Scoresby Industry Park has significant vacancy (Image: ISPT)
Just over a month after closing on $532 million for its second Australia logistics fund series, Hale Capital Partners has purchased a Melbourne campus in what analysts describe as the city’s biggest industrial acquisition of this year.
Sydney-based Hale has paid around A$120 million ($85 million) for Scoresby Industry Park in Melbourne’s eastern suburbs, according to market sources, as the first acquisition under its refreshed strategy, which was backed with equity from founding investors Warburg Pincus and Canada’s Oxford Properties.
“This significant transaction represents the first Melbourne industrial transaction of 2026 exceeding the $100 million threshold,” said Chris O’Brien, executive director for industrial and logistics at CBRE, whose team brokered the sale.
The trade for the 50,211 square metre (540,000 square foot) property on Stud Road in Scoresby adds to Hale’s growing infill logistics strategy, with market sources indicating that around 25,000 square metres of the four-building complex is now vacant.
Eastern Precinct
At the reported consideration, Hale has paid around A$2,390 per square metre for Scoresby Industry Park, which occupies an 11.3-hectare site about 30 kilometres (18 miles) from Melbourne’s city centre in one of Victoria state’s most closely held industrial precincts.

Hale Capital Partners founder and joint managing director Nick Bradley
Hale purchased the asset from IFM Investors, which had taken over the estate through its acquisition of ISPT late last year. ISPT, which managed the estate on behalf of its Core Fund, paid A$73 million ($51 million at current rates) for the property in 2015, according to Knight Frank.
Developed between 1997 and 2001, Scoresby Industry Park serves as the Australian headquarters for Nintendo and also counts public health provider Monash Health among its tenants.
The park abuts the Spooner family’s Caribbean Park, one of Australia’s largest privately held industrial estates, and sits within a precinct that market sources describe as offering limited opportunities for new supply.
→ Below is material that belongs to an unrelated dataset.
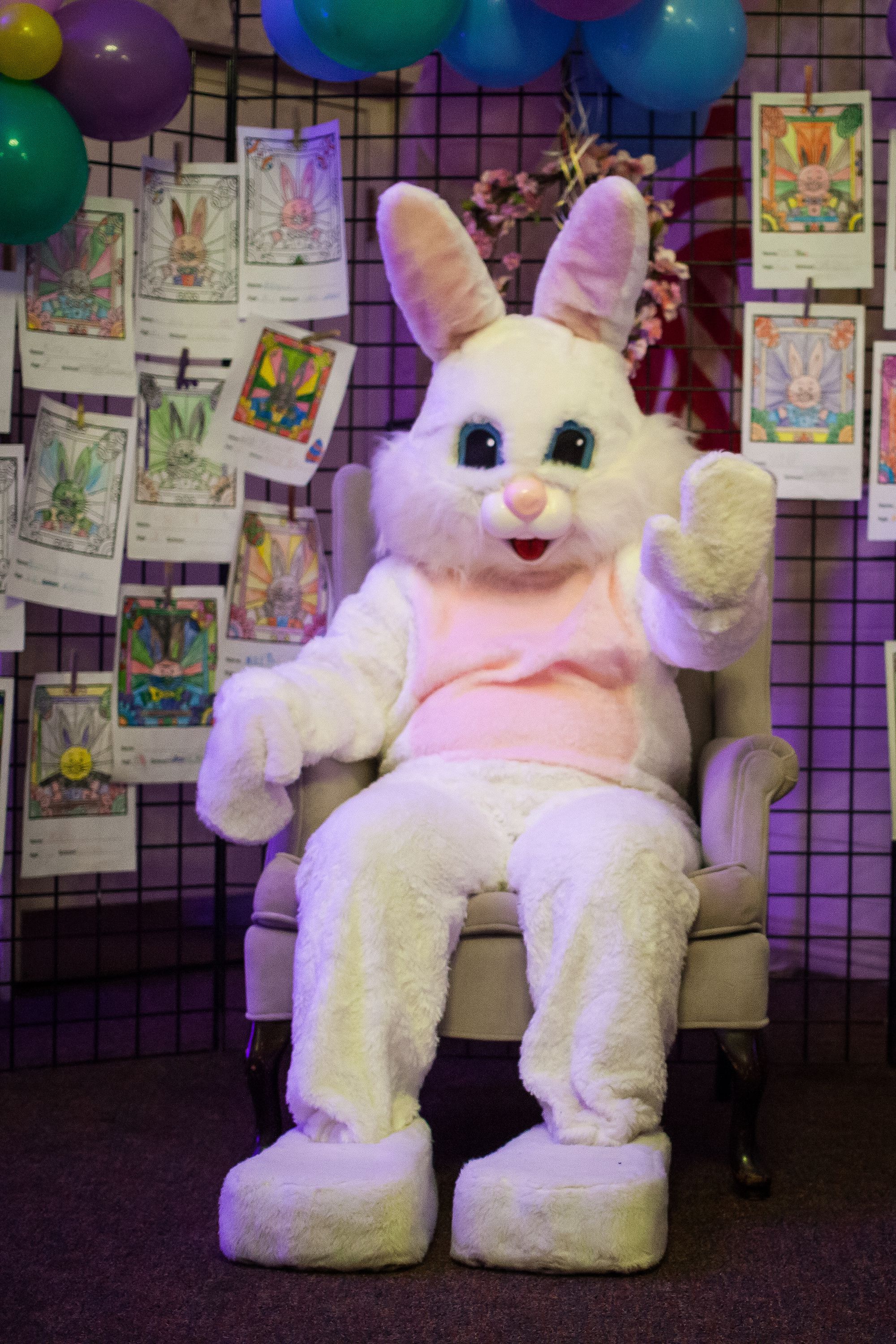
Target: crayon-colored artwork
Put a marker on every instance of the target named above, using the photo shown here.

Founded in 2021 by Robert McMickan and Nicholas Bradley, Hale last year acquired a cold-storage project in Oakleigh South, about 16 kilometres west of Scoresby Industry Park for A$50.3 million.
Infill Play
The Scoresby acquisition reflects a deepening institutional conviction in Australia’s urban infill logistics market, where constrained land supply and sustained occupier demand have kept vacancy near historic lows in key east coast precincts.
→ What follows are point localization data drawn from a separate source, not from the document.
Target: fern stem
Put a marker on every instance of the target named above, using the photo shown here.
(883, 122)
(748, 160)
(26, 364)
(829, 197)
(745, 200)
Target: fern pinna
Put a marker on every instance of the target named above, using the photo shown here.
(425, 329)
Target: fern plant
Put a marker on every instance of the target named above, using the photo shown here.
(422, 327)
In Sydney, Aliro Group earlier this month paid A$438 million ($310 million) for a pair of fully leased infill warehouses from Goodman Group in what Colliers ranked as the biggest Australian industrial deal of the year to that point.
That deal followed LaSalle Investment Management’s tie-up with local player Gibb Group in October last year to acquire a multi-tenanted industrial estate in western Sydney from private developer Leda Holdings for A$50 million.